Risk-Adjusted Returns
Raw returns can be misleading. The Sharpe ratio normalizes returns by volatility so you can compare a high-flying tech portfolio to a steady dividend portfolio on equal footing.
Sector Concentration Risk
If one sector exceeds 40% of portfolio value, a sector-wide downturn could have outsized impact. The sector allocation query helps identify this imbalance before it becomes a problem.
Tax-Aware Decisions
Separating realized from unrealized gains helps with tax planning.

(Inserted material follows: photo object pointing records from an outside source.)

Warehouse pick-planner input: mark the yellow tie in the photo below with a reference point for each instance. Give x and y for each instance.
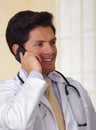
(55, 105)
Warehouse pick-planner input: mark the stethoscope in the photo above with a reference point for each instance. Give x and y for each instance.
(79, 114)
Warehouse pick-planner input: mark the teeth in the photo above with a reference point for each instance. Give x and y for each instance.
(47, 59)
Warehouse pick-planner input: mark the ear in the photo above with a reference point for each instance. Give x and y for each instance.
(15, 48)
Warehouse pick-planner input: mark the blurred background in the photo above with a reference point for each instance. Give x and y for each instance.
(75, 21)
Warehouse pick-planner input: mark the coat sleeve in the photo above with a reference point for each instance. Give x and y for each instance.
(88, 106)
(18, 103)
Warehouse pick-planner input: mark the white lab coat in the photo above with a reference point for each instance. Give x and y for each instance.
(24, 107)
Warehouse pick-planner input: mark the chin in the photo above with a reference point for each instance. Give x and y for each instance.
(47, 71)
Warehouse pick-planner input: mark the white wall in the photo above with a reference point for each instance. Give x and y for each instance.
(76, 32)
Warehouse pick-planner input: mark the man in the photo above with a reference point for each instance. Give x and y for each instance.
(25, 101)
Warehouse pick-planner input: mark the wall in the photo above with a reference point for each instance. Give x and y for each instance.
(8, 64)
(76, 31)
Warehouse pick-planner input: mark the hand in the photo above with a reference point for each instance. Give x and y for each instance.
(30, 61)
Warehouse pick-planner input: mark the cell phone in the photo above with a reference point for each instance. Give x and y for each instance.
(17, 56)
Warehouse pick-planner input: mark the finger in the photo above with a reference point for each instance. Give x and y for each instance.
(21, 55)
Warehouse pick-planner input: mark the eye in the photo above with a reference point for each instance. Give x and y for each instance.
(40, 43)
(53, 42)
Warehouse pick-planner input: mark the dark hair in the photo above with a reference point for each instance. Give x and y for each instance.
(23, 22)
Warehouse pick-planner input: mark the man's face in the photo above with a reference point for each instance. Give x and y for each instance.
(42, 41)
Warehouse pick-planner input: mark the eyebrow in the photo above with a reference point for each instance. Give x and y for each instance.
(54, 39)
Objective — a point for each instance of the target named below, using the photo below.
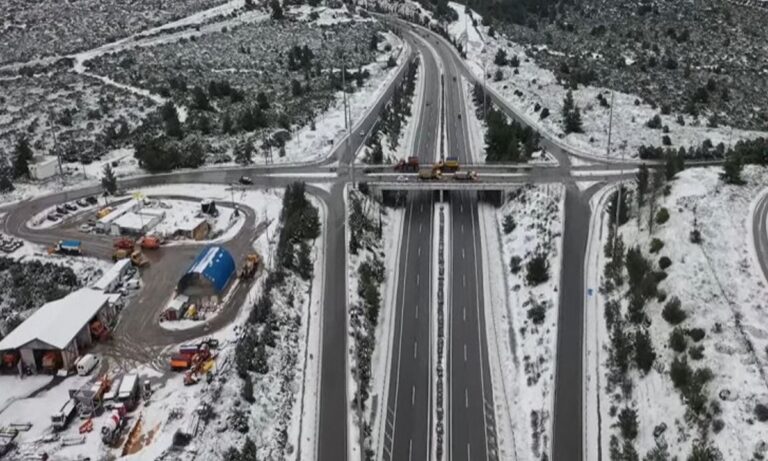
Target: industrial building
(57, 333)
(136, 222)
(208, 275)
(111, 279)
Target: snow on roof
(114, 273)
(119, 211)
(57, 322)
(190, 224)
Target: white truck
(61, 419)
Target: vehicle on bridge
(450, 165)
(411, 165)
(67, 247)
(431, 174)
(465, 176)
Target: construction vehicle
(465, 176)
(62, 418)
(449, 165)
(149, 242)
(67, 247)
(110, 431)
(408, 165)
(124, 243)
(250, 266)
(138, 259)
(431, 174)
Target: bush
(662, 216)
(515, 264)
(761, 412)
(696, 334)
(672, 312)
(677, 340)
(664, 262)
(538, 270)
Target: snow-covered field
(540, 86)
(524, 349)
(720, 287)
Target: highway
(408, 425)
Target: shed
(111, 279)
(209, 273)
(59, 329)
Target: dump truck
(138, 259)
(430, 174)
(149, 242)
(250, 266)
(68, 247)
(124, 243)
(64, 416)
(465, 176)
(449, 165)
(410, 165)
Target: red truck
(410, 165)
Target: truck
(69, 247)
(149, 242)
(430, 174)
(449, 165)
(64, 416)
(465, 176)
(124, 243)
(410, 165)
(250, 266)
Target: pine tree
(261, 365)
(642, 184)
(732, 169)
(628, 423)
(304, 263)
(247, 390)
(644, 353)
(109, 181)
(22, 157)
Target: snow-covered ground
(540, 86)
(720, 287)
(386, 250)
(525, 350)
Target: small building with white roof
(57, 333)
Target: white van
(86, 364)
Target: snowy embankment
(522, 314)
(381, 252)
(528, 86)
(719, 285)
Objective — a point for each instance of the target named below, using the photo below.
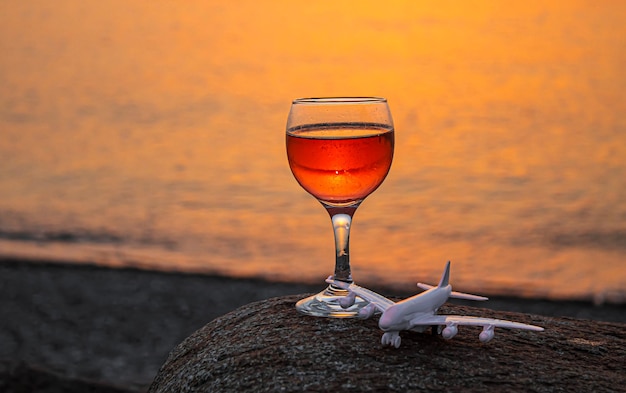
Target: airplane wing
(473, 321)
(379, 301)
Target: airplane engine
(449, 332)
(347, 301)
(367, 311)
(486, 335)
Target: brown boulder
(267, 346)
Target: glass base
(326, 304)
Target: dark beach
(117, 326)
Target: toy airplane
(419, 312)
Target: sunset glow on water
(153, 135)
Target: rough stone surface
(267, 346)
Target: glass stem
(342, 220)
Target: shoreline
(118, 324)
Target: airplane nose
(384, 323)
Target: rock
(267, 346)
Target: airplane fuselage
(404, 314)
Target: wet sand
(117, 326)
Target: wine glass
(340, 150)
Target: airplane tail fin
(445, 281)
(445, 278)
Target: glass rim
(339, 100)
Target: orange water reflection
(163, 125)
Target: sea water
(153, 136)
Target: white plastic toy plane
(419, 312)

You can harvest losses to offset gains, and timing sales to hit long-term capital gains thresholds saves real money.
Quiz
What does the Sharpe ratio measure?
In the sector allocation SQL query, what does the window function SUM() OVER() calculate?
Why is low correlation between portfolio holdings desirable?
What is the difference between realized and unrealized gains?
In the portfolio optimization code, what does the constraint np.sum(w) - 1 == 0 enforce?